The HLS media playlist for the above depicted this live stream would look something like this:
Road to Low-Latency HLS
2017’s Periscope, the most popular platform for live streaming of user-generated content at the time, investigated streaming solutions to replace their RTMP- and HLS-based hybrid approach with a more scalable one. The requirement was to offer similar end-to-end latency as RTMP but in a more cost-effective way; considering that their use case was streaming to large audiences. Periscope presented their solution to high latency issues: which took Apple’s HLS protocol, made two fundamental changes and called it Low-Latency HLS (LHLS):
- Segments are delivered using HTTP/1.1 Chunked Transfer Coding
- Segments are advertised in the HLS playlist before the are available
If you read our previous blog posts about Low-Latency streaming, you might recognize these simple concepts as being the key ingredients for today’s OTT-based Low-Latency streaming approaches, like LL-DASH. Periscope’s work likely sparked and influenced the following developments around low-latency streaming such as LL-DASH and a community-driven initiative for defining modifications to HLS aiming to reduce streaming latency that started at the end of 2018.
The core of the community proposal for LHLS was the same as the aforementioned concepts. Segments should be loaded in chunks using HTTP CTE and early availability of incomplete segments should be signaled using a new #EXT-X-PREFETCH tag in the playlist. In the example below, the client can already load and consume the currently available data of 6.ts and continue to do so as the chunks become available over time. Furthermore, the request for the segment 7.ts can be made early on to save network round-trip time, even though production had not started yet. It is also worth mentioning that the LHLS proposal preserves full backward-compatibility allowing standard HLS clients to consume such streams. This was the gist of the proposed implementation; you can find the full proposal in the hlsjs-rfcs GitHub repository.
Individuals across several companies in the media industry came together to work on this proposal with the hope that also Apple, being the driving force behind HLS, would join in and work the proposal into the official HLS specification. However, things came to fruition very differently than expected as Apple presented its own preliminary version, a very different approach during their 2019’s Worldwide Developers Conference.

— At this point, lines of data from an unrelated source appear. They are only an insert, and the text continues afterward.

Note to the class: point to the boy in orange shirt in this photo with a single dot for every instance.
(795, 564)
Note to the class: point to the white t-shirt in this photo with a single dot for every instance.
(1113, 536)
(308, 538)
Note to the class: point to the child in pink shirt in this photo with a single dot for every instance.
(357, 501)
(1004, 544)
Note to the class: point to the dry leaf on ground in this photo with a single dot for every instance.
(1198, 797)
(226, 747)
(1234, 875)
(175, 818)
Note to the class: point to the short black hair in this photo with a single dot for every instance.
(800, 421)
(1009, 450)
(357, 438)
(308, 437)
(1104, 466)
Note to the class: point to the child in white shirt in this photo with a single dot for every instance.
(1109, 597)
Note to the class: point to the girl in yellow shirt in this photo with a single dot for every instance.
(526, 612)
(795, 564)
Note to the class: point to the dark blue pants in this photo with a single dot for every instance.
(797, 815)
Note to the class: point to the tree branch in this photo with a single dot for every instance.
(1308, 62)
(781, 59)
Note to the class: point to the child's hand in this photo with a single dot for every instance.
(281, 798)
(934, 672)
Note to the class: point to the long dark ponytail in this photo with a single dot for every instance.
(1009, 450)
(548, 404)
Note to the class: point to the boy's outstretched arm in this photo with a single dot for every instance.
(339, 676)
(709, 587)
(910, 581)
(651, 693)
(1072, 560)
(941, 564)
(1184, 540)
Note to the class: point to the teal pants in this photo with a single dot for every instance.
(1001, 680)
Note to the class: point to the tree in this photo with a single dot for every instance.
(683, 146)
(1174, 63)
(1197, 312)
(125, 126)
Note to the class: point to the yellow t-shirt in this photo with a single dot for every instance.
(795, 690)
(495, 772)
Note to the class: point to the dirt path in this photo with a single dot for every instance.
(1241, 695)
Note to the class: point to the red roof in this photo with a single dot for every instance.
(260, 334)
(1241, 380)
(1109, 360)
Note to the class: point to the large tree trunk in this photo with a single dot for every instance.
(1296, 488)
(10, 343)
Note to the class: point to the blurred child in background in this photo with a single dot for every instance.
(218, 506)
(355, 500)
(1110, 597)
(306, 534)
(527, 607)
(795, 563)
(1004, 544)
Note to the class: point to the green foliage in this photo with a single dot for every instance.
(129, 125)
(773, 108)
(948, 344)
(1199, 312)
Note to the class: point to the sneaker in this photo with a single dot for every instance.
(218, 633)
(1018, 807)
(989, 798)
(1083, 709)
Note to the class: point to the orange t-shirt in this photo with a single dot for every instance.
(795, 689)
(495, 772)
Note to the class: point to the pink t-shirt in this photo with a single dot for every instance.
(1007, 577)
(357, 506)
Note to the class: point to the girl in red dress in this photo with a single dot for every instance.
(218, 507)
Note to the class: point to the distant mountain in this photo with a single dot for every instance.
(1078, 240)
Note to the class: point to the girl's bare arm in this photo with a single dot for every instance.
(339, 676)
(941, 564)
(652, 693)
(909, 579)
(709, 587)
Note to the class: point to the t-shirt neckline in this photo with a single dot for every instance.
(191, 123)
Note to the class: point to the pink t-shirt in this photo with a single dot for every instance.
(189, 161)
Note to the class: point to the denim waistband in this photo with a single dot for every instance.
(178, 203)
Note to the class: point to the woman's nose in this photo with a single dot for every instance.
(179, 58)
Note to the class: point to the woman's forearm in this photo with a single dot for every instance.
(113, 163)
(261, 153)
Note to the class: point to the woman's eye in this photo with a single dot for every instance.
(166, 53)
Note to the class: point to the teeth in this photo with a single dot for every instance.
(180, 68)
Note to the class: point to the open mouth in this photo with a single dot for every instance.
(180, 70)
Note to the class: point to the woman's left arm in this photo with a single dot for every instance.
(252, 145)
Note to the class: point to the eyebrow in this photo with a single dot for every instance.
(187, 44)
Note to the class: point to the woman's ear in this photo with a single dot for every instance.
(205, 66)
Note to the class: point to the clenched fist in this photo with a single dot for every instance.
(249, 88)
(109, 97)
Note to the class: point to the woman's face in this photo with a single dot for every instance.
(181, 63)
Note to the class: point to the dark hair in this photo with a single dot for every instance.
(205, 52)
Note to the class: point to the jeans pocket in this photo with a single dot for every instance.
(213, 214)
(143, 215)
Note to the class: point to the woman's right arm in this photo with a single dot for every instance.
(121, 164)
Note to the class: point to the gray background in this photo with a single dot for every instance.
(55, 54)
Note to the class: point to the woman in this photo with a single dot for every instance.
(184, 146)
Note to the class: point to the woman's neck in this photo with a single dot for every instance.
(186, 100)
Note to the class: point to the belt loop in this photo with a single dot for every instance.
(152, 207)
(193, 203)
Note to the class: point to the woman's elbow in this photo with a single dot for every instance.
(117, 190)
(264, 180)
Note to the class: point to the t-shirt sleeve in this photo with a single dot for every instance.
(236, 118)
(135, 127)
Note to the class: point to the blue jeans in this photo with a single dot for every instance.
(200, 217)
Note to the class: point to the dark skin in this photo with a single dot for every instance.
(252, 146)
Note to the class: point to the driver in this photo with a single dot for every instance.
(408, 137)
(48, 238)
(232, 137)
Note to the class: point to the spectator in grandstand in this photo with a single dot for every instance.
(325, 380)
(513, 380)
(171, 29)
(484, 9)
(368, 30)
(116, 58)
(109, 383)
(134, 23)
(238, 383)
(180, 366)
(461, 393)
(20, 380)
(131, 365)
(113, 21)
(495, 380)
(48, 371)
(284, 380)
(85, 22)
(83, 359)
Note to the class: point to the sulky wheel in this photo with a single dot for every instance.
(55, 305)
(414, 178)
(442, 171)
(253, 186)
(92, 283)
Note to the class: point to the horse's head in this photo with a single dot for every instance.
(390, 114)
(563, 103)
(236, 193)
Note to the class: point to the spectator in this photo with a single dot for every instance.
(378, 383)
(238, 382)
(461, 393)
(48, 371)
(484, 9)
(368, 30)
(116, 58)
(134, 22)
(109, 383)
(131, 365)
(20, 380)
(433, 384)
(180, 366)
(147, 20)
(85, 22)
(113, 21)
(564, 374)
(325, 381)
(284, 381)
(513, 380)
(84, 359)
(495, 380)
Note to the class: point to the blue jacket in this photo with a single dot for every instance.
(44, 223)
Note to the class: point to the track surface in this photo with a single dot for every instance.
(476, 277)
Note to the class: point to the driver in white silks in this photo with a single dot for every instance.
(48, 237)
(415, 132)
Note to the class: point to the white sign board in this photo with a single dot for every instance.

Despite it being (and staying) a proprietary approach, some companies, like Twitch, are successfully using it in their production systems.
Apple’s Low-Latency HLS
In this section we’ll cover the principles of Apple’s preliminary specification for Low-Latency HLS.
Generation of Partial Media Segments
While HLS content is split into individual segments, in low-latency HLS each segment further consists of parts that are independently addressable by the client. For example, a segment of 6 seconds can consist of 30 parts of 200ms duration each. Depending on the container format, such parts can represent CMAF chunks or a sequence of TS packets. This partitioning of segments decouples the end-to-end latency from the long segment duration and allows the client to load parts of a segment as soon as they become available. Compared to LL-DASH, this is achieved by using HTTP CTE, however, the MPD does not advertise individual parts/chunks of segments.
Partial segments are advertised using a new EXT-X-PART tag. Note that partial segments are only advertised for the most recent segments in the playlist. Furthermore, the partial segments (filePart272.x.mp4) and the respective full segments (fileSequence272.mp4) are offered.
Partial segments can also reference the same file but at different byte ranges. Clients can thereby load multiple partial segments with a single request and save round-trips compared to making separate requests for each part (as seen below).
Preload hints and blocking of Media downloads
Soon to be available partial segments are advertised prior to their actual availability in the playlist by a new EXT-X-PRELOAD-HINT tag. This enables clients to open a request early and the server will respond once the data becomes available. This way the client can “save” the round-trip time for the request.
Playlist Delta Updates
Clients have to refresh HLS playlists more frequently for low-latency HLS. Playlist Delta Updates can be used to reduce the amount of data transferred for each playlist request. A new EXT-X-SKIP tag replaces the content of the playlist that the client already received with a previous request.
Blocking of Playlist reload
The discovery of new segments becoming available for an HLS live stream is usually applied by the client reloading the playlist file in regular intervals and checking for new segments being appended. In the case of low-latency streaming, it is desirable to avoid any delay from a (partial) segment becoming available in the playlist to the client discovering its availability. With the playlist reloading approach, such discovery delay can be as high as the reload time interval in the worst case.
With the new feature of blocking playlist reloads, clients can specify which future segment’s availability they are awaiting and the server will have to hold onto that playlist request until that specific segment becomes available in the playlist. The segment to be awaited for is specified using a query parameter on the playlist request.
When playing at low latencies, fast bitrate adaptation is crucial to avoid playback interruptions due to buffer underruns. To save round-trips during playlist switching, playlists must contain rendition reports via a new EXT-X-RENDITION-REPORT tag that informs about the most recent segment and part in the respective rendition.
We can conclusively say that low-latency HLS increases complexity quite significantly compared to standard HLS. The server will have its responsibilities expanded, from simply serving segments to supporting several additional mechanisms that clients use to save network round-trips and speed up segment delivery which ultimately enables lower end-to-end latency. Considering that the specification remains subject to change and is yet to be finalized, it might still take a while until streaming vendors pick it up and we finally see low-latency HLS in the wild. In short, live low latency streaming using HLS is possible, but at a large cost to server complexity, there are measures being developed to reduce complexity and server load, but it’ll take wider spread adoption by major stream providers for this to happen.